Hinzu kommt, dass sich auch professionelle Schachspieler von allzu menschlichen Dingen beeinflussen lassen. Unter anderem dem Aussehen ihrer Gegner. Männer, die einer besonders hübschen Frau gegenübersitzen, stürzen sich in halsbrecherische Spielzüge, zeigen drei schwedische Ökonomen in einer Studie mit dem Titel "Beauty Queens and Battling Knights: Risk Taking and Attractiveness in Chess", die als Diskussionspapier des Forschungsinstituts zur Zukunft der Arbeit (IZA) erschienen ist.

Grundlage der Untersuchung sind die Partien von 626 professionellen Schachspielerinnen- und -spielern im Lauf von elf Jahren. Das Aussehen der Spieler ließen die Forscher in einer Online-Umfrage von 2000 Teilnehmern bewerten – auf einer Skala von null bis zehn. Um die Risikoneigung eines Spielers zu ermitteln, analysierten sie seine Eröffnungsstrategie.

Dabei zeigte sich ein klares Bild: Wenn Männer gegen attraktive Frauen antreten, spielen sie anders. Die Wahrscheinlichkeit, dass sie eine riskante Eröffnungsstrategie wählen, ist zehn Prozent höher. Einen spielerischen Vorteil haben sie dadurch nicht, stellten die Forscher fest. Bei Frauen haben Geschlecht und Aussehen des Gegners dagegen keine Auswirkungen darauf, wie viel Risiko sie während des Spiels eingehen.
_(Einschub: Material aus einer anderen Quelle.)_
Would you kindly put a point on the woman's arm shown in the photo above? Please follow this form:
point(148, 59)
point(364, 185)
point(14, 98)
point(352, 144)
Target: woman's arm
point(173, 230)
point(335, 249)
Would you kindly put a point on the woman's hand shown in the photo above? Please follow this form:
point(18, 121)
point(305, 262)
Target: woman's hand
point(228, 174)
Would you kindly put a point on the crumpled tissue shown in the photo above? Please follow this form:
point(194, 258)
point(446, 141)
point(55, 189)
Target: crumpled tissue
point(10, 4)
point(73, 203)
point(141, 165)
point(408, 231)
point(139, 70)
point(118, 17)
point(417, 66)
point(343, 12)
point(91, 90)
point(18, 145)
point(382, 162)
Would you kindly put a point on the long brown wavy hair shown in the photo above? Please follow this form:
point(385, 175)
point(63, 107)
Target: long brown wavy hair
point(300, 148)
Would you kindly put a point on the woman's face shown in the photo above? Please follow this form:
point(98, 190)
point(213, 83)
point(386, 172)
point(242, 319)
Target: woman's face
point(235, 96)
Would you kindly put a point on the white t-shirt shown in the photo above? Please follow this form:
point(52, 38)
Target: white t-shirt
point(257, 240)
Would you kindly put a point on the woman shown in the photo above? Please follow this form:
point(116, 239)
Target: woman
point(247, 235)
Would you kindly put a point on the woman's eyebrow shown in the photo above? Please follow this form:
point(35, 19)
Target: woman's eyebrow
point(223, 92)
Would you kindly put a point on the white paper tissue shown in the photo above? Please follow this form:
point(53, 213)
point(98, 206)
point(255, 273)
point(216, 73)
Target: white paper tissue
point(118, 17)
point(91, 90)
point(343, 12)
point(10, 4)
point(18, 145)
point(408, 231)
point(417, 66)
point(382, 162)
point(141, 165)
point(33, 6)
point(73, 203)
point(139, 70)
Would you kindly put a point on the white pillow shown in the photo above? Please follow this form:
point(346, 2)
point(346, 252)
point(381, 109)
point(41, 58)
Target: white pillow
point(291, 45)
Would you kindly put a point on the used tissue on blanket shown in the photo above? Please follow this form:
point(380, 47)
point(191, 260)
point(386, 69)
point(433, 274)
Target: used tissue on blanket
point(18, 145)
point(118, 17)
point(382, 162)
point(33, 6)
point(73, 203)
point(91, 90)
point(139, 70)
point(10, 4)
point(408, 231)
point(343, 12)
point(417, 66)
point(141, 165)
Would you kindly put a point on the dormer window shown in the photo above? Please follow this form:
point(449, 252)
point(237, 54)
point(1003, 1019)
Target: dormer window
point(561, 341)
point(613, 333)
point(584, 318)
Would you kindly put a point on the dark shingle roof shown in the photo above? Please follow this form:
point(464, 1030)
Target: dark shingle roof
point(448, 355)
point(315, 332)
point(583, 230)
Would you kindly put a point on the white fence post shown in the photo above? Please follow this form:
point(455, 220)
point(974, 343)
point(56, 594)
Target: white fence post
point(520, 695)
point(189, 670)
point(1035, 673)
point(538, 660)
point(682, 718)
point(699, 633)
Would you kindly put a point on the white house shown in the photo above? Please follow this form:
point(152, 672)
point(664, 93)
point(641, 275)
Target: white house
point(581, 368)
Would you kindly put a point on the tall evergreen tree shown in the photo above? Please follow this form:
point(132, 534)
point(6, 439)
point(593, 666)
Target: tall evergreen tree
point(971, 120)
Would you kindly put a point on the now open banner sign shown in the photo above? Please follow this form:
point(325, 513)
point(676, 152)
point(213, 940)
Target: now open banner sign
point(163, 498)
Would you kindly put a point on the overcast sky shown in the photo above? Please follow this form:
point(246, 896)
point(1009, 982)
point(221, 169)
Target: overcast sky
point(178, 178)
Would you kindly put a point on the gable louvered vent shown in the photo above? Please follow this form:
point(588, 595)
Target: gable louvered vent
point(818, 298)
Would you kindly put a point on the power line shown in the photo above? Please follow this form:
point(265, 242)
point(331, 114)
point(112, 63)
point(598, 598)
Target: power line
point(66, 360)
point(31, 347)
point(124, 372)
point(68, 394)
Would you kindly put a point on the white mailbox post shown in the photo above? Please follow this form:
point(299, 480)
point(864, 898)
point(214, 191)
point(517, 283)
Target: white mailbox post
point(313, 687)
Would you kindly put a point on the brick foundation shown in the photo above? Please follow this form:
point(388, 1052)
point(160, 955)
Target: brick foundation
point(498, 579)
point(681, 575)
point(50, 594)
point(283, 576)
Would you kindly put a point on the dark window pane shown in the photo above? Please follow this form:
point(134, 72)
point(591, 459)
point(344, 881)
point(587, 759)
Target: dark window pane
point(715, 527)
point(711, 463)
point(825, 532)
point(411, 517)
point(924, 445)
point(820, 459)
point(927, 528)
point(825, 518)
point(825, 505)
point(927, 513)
Die Eröffnungsstrategie eines Schachspielers ist ein guter Indikator für seine Risikoneigung. Eine riskante Strategie, bei der der Spieler sofort einen Angriff einleitet, reißt Lücken in der eigenen Verteidigung. Bereits ein kleiner Fehler kann dann das Spiel zugunsten des Gegners entscheiden. Bei sicheren Strategien wirken sich Fehler dagegen nicht so verheerend aus, allerdings hat ein Spieler auch weniger Möglichkeiten zum Angriff.

Um 500 verschiedene Eröffnungsstrategien nach ihrem Risiko zu unterscheiden, befragten die Forscher acht erfahrene Schachspieler. Stuften mindestens sechs der acht Experten eine Strategie als riskant oder sicher ein, schlossen sich die Forscher dem Urteil an. Ansonsten werteten sie die Eröffnung als neutral.

Neben der Analyse der Eröffnungsstrategien untersuchten die Forscher die Neigung, sich mit dem Gegner auf ein Unentschieden ("Remis") zu einigen. Beim Schach können die Spieler dies jederzeit tun, beide erhalten dann jeweils einen halben Punkt. Normalerweise bekommt der Sieger einen vollen Punkt, der Unterlegene geht leer aus.

Auch hier stellten die Forscher fest, dass schöne Frauen Männer risikofreudiger machten – in solchen Partien gab es deutlich weniger Unentschieden.

Offenbar reagieren Männer anders auf äußerliche Reize als Frauen. Mitautorin Anna Dreber führt dies auf den männlichen Testosteronspiegel zurück. Er steigt meist an, wenn attraktive Frauen in der Umgebung sind. Dies wiederum könnte die Risikoneigung von Männern beeinflussen. Dreber hat hierfür in einer anderen Studie Belege gefunden.

In einem Experiment ließ sie Männer Investitionsentscheidungen treffen, bei denen es um echtes Geld ging. Dabei zeigte sich, dass Männer mit hohem Testosteronspiegel riskantere finanzielle Entscheidungen trafen. Ähnliche Experimente bei Frauen zeigten: Bei ihnen wirkt sich der Testosteronspiegel nicht auf das Risikoverhalten aus.